She hurried back in a minute, picking up the copy of
Cloud and Rain in Shanghai
again. “I’m going to reread it closely. Perhaps I can find some clue for your boss.”

“You, too, have a soft spot for our irresistible chief inspector,” he said with mock jealousy. “He also has a personal problem at the moment.”

“What problem?”

“Ling, his HCC girlfriend in Beijing, has married somebody else — people have been gossiping about it at the bureau.”

“Oh that,” she said. “He got a call from Beijing during the bureau political studies meeting a couple of days ago. Somebody overheard the conversation — a few words of it. Chen looked devastated afterward.”

“It might not be that bad for him. He’s a successful cop — and not because of her. In fact, I wondered what he would become if they stayed together. You know what I mean.”

“He’s become a chief inspector on his own merits, no question about it,” Yu readily agreed. “Which is easy for others to see, but not for him.”

“Then now he can turn over a new page. With his HCC girlfriend constantly at the back of his mind, it was impossible for him to see other girls. White Cloud, for instance.”
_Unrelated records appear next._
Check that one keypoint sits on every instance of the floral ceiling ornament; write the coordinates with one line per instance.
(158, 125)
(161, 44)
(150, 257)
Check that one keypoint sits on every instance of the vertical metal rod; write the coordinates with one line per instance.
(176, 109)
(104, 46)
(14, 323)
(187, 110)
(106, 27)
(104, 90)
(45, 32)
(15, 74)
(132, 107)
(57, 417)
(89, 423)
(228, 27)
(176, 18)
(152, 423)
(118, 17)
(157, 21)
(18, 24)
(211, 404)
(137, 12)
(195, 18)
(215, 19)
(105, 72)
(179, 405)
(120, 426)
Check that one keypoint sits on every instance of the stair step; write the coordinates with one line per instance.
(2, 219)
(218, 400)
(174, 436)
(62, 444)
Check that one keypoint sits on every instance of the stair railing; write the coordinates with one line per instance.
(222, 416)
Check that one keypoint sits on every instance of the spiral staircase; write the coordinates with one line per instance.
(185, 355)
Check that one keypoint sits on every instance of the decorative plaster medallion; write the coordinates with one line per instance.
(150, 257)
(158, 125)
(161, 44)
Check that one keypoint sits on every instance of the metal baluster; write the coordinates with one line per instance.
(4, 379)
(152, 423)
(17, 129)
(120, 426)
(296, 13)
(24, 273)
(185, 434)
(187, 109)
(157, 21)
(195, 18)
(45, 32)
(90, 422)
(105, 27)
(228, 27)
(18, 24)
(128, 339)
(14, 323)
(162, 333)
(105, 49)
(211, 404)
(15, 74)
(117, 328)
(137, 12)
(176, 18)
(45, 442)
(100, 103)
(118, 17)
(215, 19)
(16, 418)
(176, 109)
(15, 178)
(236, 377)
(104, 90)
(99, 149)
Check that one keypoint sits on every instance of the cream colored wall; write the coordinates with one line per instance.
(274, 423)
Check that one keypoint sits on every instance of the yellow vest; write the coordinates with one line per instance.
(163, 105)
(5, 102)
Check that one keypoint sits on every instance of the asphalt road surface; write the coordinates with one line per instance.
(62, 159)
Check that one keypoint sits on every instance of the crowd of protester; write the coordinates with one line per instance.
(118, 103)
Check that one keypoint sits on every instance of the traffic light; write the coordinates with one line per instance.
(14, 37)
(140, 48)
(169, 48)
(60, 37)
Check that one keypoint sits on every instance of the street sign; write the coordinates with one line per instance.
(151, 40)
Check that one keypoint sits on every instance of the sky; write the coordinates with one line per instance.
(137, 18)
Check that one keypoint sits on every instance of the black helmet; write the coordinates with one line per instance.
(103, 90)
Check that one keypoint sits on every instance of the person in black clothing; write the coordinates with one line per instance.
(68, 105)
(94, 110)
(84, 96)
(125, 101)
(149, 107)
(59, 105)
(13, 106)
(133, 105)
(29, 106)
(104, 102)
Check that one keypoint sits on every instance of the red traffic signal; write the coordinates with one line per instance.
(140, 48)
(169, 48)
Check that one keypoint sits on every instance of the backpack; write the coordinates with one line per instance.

It was another of her favorite topics. Peiqin appeared to think that the breakup had come as a shock to Chen, but Chen’s relationship with his HCC girlfriend had long been on the rocks. Last year, Chen had passed on an opportunity to go to Beijing, but Yu decided not to mention that to Peiqin at the moment.

“No, not White Cloud,” he said instead. “I don’t think she’s a good one for him, either.”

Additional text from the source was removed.